When going through a divorce, you will have decisions to make, meetings to attend, papers to sign and so on. However, while doing this, it’s important to pay attention to the steps your soon-to-be ex-spouse is taking. This does not mean keeping tabs on their life but on things that affect the case, such as assets.
Florida is an equitable distribution state – marital property is divided equitably, not necessarily equally. Thus, if your spouse hides assets, you may be disadvantaged.

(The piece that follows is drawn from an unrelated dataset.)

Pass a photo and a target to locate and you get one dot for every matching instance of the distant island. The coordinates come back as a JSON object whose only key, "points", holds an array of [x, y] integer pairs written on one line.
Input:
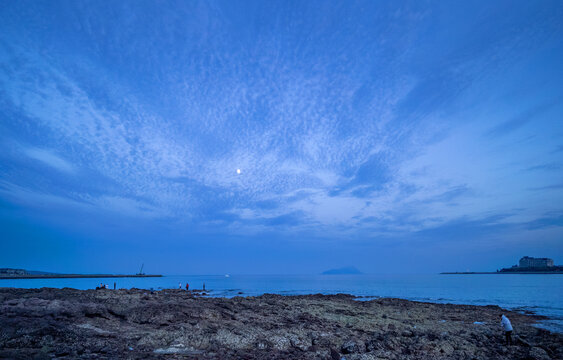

Here are four signs your spouse may be doing this:
Missing assets
You and your spouse should make a list of your marital assets. You can identify missing assets by checking their list since they will be in yours. Your spouse may have genuinely forgotten to include one, or they may be trying to prevent them from being subject to property division.
Unusual withdrawals
If your spouse didn’t withdraw cash as much during your marriage, but upon reviewing bank statements, you notice unusual withdrawals and can’t tell what the cash was used for, they may be hiding that money. They may put the cash in an undisclosed bank account or a safe deposit box.
Expensive gift
You should be alarmed if your spouse is suddenly giving people expensive gifts. The chances are they may take back the “gift” and sell it after the divorce is finalized.
Giving loans
Your spouse may give a loved one the money they withdraw as a “loan.” While this may seem like they are helping them, they may take back the money after the divorce.
If you believe your spouse is hiding assets, you should get more information to make the right moves.